I recall Estyn Evans referring to Irish people placing suspicion or superstition on things. Bowls could be named and treated as individuals. Things held important social memories, they expressed beliefs and native values. The matriarch of a household would often hold an item when telling its story to the generations who met around the kitchen table. Each item was a member of the family.
Katie’s bowls are a trace that signify an absent presence.
The Bawn not merely shelters things but is itself an archive. Every shelf bears traces of memory (Image 4). Simply, the safekeeping of a folk collection at the Bawn is an act of sharing things into the future.
Listing all the items at the Bawn has been a kind of archiving, a gathering up and making sense of the scattering of things. Bellaghy Bawn encompasses over 400 years of presence, so this “archive” is random, and it needs a sense of cohesion.
What connects Katie’s bowl with the bricks laid out in front of me (Image 5)? Are they two parts of a collection of things, or are they separated by context? Back sitting at the window, I connect with archival services to read early records that are available online. From contemporary documents, the story of the brick is revealed in minutes.
On 17 December 1613 a meeting was held at the Guildhall in London to determine which parcels of land would be allocated to the livery companies of London for their plantation in Ireland. The first agent to be employed by the Vintners Company was Henry Jackson, who arrived in Ireland in 1614. Jackson chose the village of Bellaghy to be the main settlement of their portion and renamed it Vintnerstown. The construction of new houses began in 1615, but progress was slow. The Company employed John Rowley to continue the work, and when he died in 1617, construction continued under Baptist Jones.

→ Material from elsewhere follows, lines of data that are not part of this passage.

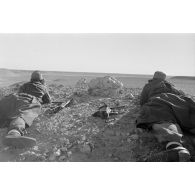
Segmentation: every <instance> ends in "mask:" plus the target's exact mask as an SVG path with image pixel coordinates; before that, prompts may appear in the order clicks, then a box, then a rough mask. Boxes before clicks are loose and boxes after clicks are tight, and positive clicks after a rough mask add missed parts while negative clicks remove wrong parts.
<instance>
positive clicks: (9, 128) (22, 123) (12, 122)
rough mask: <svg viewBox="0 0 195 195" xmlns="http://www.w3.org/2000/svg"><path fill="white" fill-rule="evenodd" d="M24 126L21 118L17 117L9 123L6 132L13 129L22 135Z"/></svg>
mask: <svg viewBox="0 0 195 195" xmlns="http://www.w3.org/2000/svg"><path fill="white" fill-rule="evenodd" d="M25 126H26V125H25V121H24V120H23V119H22V118H21V117H17V118H16V119H13V120H12V121H11V122H10V124H9V128H8V130H9V131H11V130H13V129H15V130H18V131H19V132H20V134H21V135H23V134H24V130H25Z"/></svg>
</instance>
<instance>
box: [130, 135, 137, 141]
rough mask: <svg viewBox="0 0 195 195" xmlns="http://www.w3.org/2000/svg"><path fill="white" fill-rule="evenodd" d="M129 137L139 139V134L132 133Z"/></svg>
mask: <svg viewBox="0 0 195 195" xmlns="http://www.w3.org/2000/svg"><path fill="white" fill-rule="evenodd" d="M130 138H131V139H133V140H137V139H139V136H138V135H137V134H133V135H131V136H130Z"/></svg>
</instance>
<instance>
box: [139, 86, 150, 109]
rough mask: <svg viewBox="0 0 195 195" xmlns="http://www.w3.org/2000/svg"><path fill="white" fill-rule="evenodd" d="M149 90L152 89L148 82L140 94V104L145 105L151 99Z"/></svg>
mask: <svg viewBox="0 0 195 195" xmlns="http://www.w3.org/2000/svg"><path fill="white" fill-rule="evenodd" d="M149 91H150V86H149V84H146V85H145V86H144V88H143V90H142V92H141V96H140V105H141V106H142V105H144V104H145V103H146V102H147V101H148V99H149Z"/></svg>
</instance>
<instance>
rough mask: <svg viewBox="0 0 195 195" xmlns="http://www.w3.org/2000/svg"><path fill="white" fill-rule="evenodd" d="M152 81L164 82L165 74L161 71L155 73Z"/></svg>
mask: <svg viewBox="0 0 195 195" xmlns="http://www.w3.org/2000/svg"><path fill="white" fill-rule="evenodd" d="M153 79H158V80H165V79H166V74H165V73H164V72H161V71H156V72H155V73H154V76H153Z"/></svg>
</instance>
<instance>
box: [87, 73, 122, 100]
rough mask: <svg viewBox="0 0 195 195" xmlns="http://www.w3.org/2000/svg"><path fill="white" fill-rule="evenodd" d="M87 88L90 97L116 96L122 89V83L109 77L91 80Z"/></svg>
mask: <svg viewBox="0 0 195 195" xmlns="http://www.w3.org/2000/svg"><path fill="white" fill-rule="evenodd" d="M88 86H89V89H88V92H89V94H90V95H93V96H103V97H107V96H108V97H109V96H110V97H113V96H116V95H118V94H119V92H120V90H121V89H122V88H123V84H122V82H120V81H119V80H117V79H116V78H114V77H111V76H105V77H97V78H95V79H92V80H91V81H90V82H89V84H88Z"/></svg>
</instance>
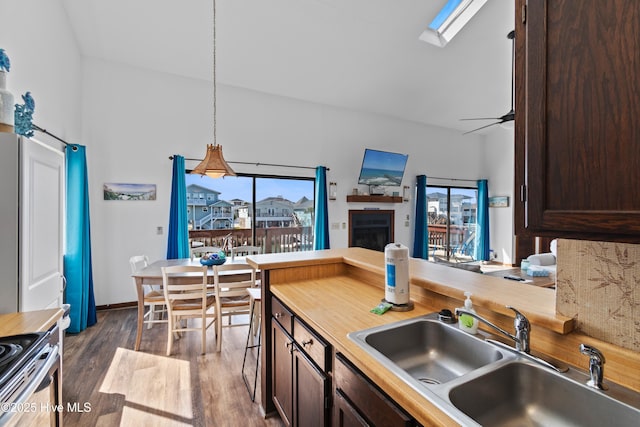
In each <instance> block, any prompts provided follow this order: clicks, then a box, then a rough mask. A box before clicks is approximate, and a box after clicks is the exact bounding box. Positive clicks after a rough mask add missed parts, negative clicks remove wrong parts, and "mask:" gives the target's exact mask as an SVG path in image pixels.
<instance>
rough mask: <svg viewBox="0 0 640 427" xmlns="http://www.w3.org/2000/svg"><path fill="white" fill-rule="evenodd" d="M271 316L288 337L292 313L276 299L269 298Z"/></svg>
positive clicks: (290, 333) (290, 324)
mask: <svg viewBox="0 0 640 427" xmlns="http://www.w3.org/2000/svg"><path fill="white" fill-rule="evenodd" d="M271 315H272V316H273V318H274V319H276V320H277V321H278V323H279V324H280V326H282V327H283V328H284V330H285V331H287V333H288V334H289V335H291V330H292V328H293V313H291V311H289V309H288V308H287V307H285V306H284V304H282V303H281V302H280V300H279V299H277V298H276V297H271Z"/></svg>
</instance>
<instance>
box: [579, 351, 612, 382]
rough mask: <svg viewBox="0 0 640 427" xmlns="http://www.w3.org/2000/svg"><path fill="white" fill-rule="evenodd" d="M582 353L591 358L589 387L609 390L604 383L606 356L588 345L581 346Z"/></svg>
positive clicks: (589, 369)
mask: <svg viewBox="0 0 640 427" xmlns="http://www.w3.org/2000/svg"><path fill="white" fill-rule="evenodd" d="M580 353H582V354H584V355H587V356H589V377H590V378H589V381H588V382H587V385H588V386H590V387H593V388H597V389H598V390H607V386H606V385H604V384H603V383H602V380H603V377H604V363H605V359H604V354H602V352H601V351H600V350H598V349H597V348H595V347H593V346H590V345H588V344H580Z"/></svg>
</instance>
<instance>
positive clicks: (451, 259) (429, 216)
mask: <svg viewBox="0 0 640 427" xmlns="http://www.w3.org/2000/svg"><path fill="white" fill-rule="evenodd" d="M477 207H478V189H477V188H473V187H452V186H428V187H427V226H428V230H429V251H430V252H431V253H432V254H433V257H434V258H440V259H444V260H447V261H456V262H465V261H473V258H472V256H473V248H474V245H475V235H476V212H477Z"/></svg>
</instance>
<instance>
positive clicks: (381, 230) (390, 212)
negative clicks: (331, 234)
mask: <svg viewBox="0 0 640 427" xmlns="http://www.w3.org/2000/svg"><path fill="white" fill-rule="evenodd" d="M394 216H395V215H394V211H393V210H378V209H375V210H366V209H365V210H349V247H354V246H357V247H362V248H367V249H373V250H376V251H384V247H385V246H386V245H387V244H389V243H391V242H393V239H394V235H393V234H394V233H393V225H394V221H395V220H394Z"/></svg>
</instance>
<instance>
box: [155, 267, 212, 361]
mask: <svg viewBox="0 0 640 427" xmlns="http://www.w3.org/2000/svg"><path fill="white" fill-rule="evenodd" d="M162 286H163V290H164V298H165V302H166V304H167V310H168V314H169V316H168V317H169V327H168V328H167V356H170V355H171V347H172V346H173V335H174V333H175V334H180V333H182V332H197V331H200V332H201V334H202V353H201V354H205V353H206V348H207V344H206V343H207V341H206V338H207V329H208V328H209V327H210V326H211V325H212V324H213V323H214V322H216V321H217V317H216V315H217V311H216V310H215V302H216V298H215V295H213V294H212V293H211V292H209V289H208V288H207V267H206V266H204V265H203V266H172V267H162ZM190 319H191V320H192V323H191V324H189V320H190ZM195 319H199V320H200V321H199V322H194V321H193V320H195ZM209 319H211V320H209ZM183 321H184V322H183ZM217 340H218V339H216V341H217Z"/></svg>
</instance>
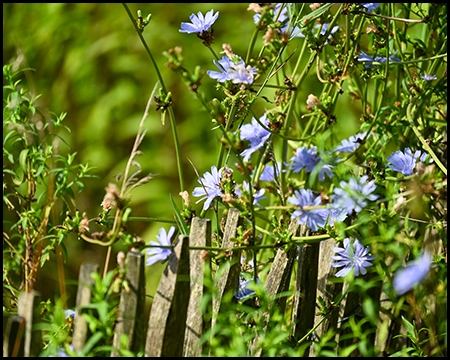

Contemporary correspondence from Baptist Jones refers to his whereabouts as Vintnerstown.
In a survey of the Londonderry plantation, Captain Nicholas Pynnar noted between 1618 and 1619:
“In the Hands of Baptist Jones, Esq., who hath built a Bawn of Brick and Lime, 100 feet square, with two round Flankers, and a good Rampart, which is more than any of the rest have done.”
By 1622 many of the buildings were complete. Thomas Raven’s map of the town shows fifteen timber-framed houses with brick gables, the Bawn at the top of the main street, a market cross and a church.
The defensive Bawn was built with brick during the seventeenth century, including those laid out on the table which were uncovered through excavation in 1995. The brick buildings standing today enclose and secure a collection of items - each with their own personality - that are valued by local communities. The Bawn continues to be a site of protection, and a site where archaeology is the foremost discipline of things.
Surrounded by the valuables local people have donated to their “castle”, and the finds from excavation at the site, there is a kind of spectrality here. The place is still alive. Everything is placed in State Care for safekeeping. It is the concept of care that binds all these things together – including a bowl and a brick - in one place.
What about a still life for the archaeologist? Who cares? What do a bowl and a brick at Bellaghy suggest to our discipline? Sometimes we can gain new insights by slowing down, taking time, and seeing things afresh. A day in archaeology can be …. a still life in a familiar place.